An article in today's New England Journal of Medicine needs to be considered by everyone with CLL. It is probably true that patients with CLL are more prone to second malignancies than the general population. In fact it is terribly difficult to prove that this is true. It is certainly correct for virally-induced cancers and may well be true for immunologically controled cancers like melanoma, but evidence that the common cancers - breast, lung, colorectal and prostate - are commoner in CLL is hard to come by. However, there is no doubt that exposure to low-dose ionizing radiation can cause both cancer and leukemia.
Workers in radiation oncology units and in the nuclear power industries are monitored for how much radiation they are exposed to. If they exceed a recommended limit they are removed from the high risk area. That limit is 50 mSv in any given year, and a maximum of 100 mSv over 5 years. Patients are not monitored, which probably didn't matter when all they got were chest X-rays which involve minimal exposure (only 0.02 mSv), but modern imaging procedures involve much large dose.
For example a CT of the chest causes 7 mSV, or the pelvis 6 mSV, the head 2 mSv and the abdomen 8 mSV. So a whole body CT involves your yearly allowance of exposure. Myocardial perfusion imaging, an increasingly popular imaging technique used to predict heart attacks, but which has never been shown to be useful in preventing heart attacks, delivers 15.6 mSv. Mammography delivers only 0.4 mSv.
Defensive medicine and the fact that these procedures are a nice little earner for the radiology department, mean that these procedures are increasingly used in medicine, especially in the US.
I have warned before that most CT scans in CLL are unnecessary. The diagnosis and staging of CLL do not require a CT scan. In fact results obtained by CT scanning are dangerously misleading and often lead to unnecessarily early treatment. The perpetrators are usually medical oncologists who treat CLL as if it were just another lymphoma. The one indication for abdominal imaging is when large abdominal nodes are suspected. Outside of clinical trials precise measurement of these is not required and a non-radiological technique such as abdominal ultrasound is quite sufficient. Regular monitoring during the watchful waiting phase does not require CT scanning. In fact the only firm indication for CT scanning that I can think of is in patients who might have a fungal pneumonia, say, after Campath treatment.

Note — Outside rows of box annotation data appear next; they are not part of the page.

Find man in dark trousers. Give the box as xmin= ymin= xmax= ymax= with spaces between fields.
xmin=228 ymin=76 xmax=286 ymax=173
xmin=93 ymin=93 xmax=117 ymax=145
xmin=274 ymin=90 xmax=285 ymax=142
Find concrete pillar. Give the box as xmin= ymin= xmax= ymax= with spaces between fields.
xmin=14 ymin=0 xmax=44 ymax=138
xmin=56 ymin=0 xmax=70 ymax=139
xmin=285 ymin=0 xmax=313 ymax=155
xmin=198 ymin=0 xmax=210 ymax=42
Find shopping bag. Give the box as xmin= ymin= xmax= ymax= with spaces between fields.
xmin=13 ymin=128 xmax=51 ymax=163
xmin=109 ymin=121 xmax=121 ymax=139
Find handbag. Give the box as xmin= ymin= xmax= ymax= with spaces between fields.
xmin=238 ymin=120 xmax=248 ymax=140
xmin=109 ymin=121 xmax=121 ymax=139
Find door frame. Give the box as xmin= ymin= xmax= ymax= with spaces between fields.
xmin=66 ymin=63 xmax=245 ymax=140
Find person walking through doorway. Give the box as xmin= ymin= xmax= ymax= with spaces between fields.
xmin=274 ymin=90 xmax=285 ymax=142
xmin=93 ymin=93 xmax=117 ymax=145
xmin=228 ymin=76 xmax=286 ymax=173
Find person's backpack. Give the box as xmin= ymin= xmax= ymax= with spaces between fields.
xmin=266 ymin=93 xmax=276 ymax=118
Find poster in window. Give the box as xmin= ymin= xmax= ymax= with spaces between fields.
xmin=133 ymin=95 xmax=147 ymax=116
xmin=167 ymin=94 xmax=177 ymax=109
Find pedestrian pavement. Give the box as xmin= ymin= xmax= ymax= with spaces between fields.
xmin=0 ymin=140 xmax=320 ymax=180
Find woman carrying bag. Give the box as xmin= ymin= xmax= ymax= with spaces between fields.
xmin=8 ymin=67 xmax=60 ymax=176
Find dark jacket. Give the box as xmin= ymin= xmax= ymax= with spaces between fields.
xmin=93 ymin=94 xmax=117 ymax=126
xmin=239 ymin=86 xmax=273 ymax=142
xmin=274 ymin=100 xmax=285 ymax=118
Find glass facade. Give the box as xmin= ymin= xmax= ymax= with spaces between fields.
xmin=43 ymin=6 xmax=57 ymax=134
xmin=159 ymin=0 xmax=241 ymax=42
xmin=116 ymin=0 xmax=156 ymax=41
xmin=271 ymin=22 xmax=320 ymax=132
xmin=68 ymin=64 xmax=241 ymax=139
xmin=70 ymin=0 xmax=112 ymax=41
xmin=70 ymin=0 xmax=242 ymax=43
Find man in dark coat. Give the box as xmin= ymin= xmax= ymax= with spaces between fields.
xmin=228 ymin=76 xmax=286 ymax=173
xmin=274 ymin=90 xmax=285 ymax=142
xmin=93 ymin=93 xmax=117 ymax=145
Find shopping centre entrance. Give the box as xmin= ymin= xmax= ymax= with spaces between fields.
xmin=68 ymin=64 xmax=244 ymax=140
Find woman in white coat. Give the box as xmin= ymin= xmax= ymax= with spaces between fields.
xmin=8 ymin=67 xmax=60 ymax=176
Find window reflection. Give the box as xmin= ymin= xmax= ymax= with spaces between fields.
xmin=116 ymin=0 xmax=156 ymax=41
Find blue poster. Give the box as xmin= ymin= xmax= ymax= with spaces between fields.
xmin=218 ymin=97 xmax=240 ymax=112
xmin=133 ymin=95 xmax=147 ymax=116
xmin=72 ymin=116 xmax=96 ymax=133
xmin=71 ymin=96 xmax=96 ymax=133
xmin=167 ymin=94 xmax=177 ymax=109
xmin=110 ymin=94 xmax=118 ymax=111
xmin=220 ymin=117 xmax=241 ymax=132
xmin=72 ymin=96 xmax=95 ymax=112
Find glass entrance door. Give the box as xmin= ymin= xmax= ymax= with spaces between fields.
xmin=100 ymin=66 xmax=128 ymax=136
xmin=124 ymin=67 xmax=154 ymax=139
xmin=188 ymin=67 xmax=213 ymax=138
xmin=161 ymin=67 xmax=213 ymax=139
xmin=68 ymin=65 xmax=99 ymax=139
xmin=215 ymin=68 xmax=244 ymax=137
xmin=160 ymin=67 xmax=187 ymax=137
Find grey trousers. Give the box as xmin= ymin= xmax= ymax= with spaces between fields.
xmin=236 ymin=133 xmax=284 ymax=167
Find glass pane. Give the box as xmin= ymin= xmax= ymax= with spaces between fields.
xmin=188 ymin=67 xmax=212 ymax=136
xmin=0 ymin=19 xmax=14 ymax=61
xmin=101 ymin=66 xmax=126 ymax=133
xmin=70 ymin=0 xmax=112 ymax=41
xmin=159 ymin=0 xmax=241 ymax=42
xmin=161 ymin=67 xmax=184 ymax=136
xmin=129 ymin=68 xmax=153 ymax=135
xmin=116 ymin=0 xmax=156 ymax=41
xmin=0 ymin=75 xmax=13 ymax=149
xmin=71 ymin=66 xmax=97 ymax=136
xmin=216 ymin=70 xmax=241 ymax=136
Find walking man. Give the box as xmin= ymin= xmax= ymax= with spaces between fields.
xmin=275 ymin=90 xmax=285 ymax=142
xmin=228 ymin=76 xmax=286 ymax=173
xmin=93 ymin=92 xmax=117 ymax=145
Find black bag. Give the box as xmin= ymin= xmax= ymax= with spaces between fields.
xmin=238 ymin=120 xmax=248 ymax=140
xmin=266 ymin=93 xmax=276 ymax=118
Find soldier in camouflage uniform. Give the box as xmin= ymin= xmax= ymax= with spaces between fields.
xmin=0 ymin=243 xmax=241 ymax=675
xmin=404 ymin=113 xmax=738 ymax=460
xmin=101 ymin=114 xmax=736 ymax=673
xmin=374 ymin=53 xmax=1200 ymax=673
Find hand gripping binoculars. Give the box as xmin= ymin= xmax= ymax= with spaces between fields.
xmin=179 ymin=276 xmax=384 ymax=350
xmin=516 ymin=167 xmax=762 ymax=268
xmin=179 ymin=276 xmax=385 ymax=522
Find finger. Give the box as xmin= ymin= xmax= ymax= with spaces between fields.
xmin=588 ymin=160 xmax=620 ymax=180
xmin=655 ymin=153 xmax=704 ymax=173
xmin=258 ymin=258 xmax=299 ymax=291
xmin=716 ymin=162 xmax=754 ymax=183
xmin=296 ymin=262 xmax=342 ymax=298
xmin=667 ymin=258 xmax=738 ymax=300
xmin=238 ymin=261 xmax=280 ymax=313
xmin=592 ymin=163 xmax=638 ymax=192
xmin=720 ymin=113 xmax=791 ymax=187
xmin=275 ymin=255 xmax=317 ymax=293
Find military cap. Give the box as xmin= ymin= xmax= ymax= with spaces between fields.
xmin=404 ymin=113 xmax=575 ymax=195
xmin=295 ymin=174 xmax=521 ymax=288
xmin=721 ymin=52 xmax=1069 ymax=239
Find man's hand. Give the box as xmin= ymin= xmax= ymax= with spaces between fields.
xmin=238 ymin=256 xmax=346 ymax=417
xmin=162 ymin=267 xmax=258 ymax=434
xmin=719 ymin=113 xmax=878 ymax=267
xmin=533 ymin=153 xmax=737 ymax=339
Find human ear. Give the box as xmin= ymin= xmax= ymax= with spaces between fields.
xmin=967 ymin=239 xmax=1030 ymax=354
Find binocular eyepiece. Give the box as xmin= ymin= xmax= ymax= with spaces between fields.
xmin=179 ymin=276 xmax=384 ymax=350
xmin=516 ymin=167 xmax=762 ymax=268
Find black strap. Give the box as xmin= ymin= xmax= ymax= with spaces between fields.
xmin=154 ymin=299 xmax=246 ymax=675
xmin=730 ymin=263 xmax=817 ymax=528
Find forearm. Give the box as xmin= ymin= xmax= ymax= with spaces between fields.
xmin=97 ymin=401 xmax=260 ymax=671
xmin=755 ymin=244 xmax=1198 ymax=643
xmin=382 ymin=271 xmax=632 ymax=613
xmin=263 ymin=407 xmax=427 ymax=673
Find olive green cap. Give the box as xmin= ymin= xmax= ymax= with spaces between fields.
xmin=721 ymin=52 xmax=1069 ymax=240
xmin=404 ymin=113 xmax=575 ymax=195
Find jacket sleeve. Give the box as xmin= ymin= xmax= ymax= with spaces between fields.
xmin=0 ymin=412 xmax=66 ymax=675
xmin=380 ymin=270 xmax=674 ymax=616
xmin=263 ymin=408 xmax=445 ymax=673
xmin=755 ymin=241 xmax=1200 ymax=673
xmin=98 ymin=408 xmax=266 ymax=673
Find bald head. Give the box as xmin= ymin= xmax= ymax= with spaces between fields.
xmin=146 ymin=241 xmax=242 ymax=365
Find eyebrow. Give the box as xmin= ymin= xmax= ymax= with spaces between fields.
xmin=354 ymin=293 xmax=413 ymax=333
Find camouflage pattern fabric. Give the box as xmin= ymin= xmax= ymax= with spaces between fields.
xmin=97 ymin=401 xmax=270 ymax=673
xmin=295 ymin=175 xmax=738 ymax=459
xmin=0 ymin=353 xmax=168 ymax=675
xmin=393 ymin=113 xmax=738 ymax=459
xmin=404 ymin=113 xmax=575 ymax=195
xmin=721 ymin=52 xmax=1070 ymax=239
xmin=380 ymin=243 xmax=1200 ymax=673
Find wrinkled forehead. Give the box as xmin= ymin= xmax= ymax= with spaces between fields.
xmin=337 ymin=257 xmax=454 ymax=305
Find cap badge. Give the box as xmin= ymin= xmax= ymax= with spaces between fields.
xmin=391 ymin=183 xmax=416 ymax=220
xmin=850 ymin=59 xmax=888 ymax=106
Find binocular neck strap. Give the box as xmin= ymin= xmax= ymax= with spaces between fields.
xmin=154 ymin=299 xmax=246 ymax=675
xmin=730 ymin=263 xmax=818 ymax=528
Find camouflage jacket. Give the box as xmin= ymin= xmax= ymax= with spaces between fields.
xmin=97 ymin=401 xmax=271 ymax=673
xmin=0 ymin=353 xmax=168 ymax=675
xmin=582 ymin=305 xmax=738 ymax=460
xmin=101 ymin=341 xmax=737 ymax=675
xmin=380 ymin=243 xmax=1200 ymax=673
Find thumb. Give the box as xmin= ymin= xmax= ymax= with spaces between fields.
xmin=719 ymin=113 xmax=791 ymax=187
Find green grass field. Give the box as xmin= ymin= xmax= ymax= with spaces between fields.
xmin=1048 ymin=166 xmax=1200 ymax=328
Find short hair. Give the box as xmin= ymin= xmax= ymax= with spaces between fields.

There are scare stories around which tell us that CT scanning delivers 400 times as much radiation as a chest X-ray. This may be true, but a chest X-ray delivers such a small dose, it is a silly comparison, and the doctor who is making it is a proponent of the much more expensive MRI technique. I have no axe to grind except to say why pay for a technique that you don't need?
Unfortunately, some of us present with enlarged deep abdominal lymph
ReplyDeletenodes which cannot be detected by the best of hands leaving CT w/contrast as the only tool. One could argue that secondary symptoms, such as loss of appetite due to crowding of the stomach, would be a good substitute for a CT scan but should one wait that long for a secondary symptom to appear? If so then you are at the mercy of your physician to correctly connect the dots so to speak.
TomD
An MRI can give enough information as to the size of abdominal nodes that CT scans are really unnecessary. To use abdominal CT scans or full-body scans to track the size of abdominal nodes is risking a secondary malignancy for little gain.
ReplyDeleteI was given a CT scan at diagnosis (HMO), for a fever of unknown origin, and for the slight possibility of a pulmonary embolism with no symptoms than an elevated heart rate that resolved quickly without treatment (I have no idea why my heart rate was a bit high. I think a CT scan was overkill in that case.)
The article I believe also noted that 2% of cancers were directly caused by medical radiation.
Since imaging absent radiation is available, why not use them?
While an MRI may be an alternate for some patients, it is precluded for those with pacemakers because of potential heating of the cardiac leads and implied muscle damage.
ReplyDeleteTomD
Private message to Dr. Hamblin:
ReplyDeleteI am at the five year point from my pneumonia shot. Based on suggestions from my health care group and recently published studies, it seems that there is some hope for us with CLL in increasing the efficacy but not with one shot. I have a short note summarizing this which I'd like to send you if you are interested.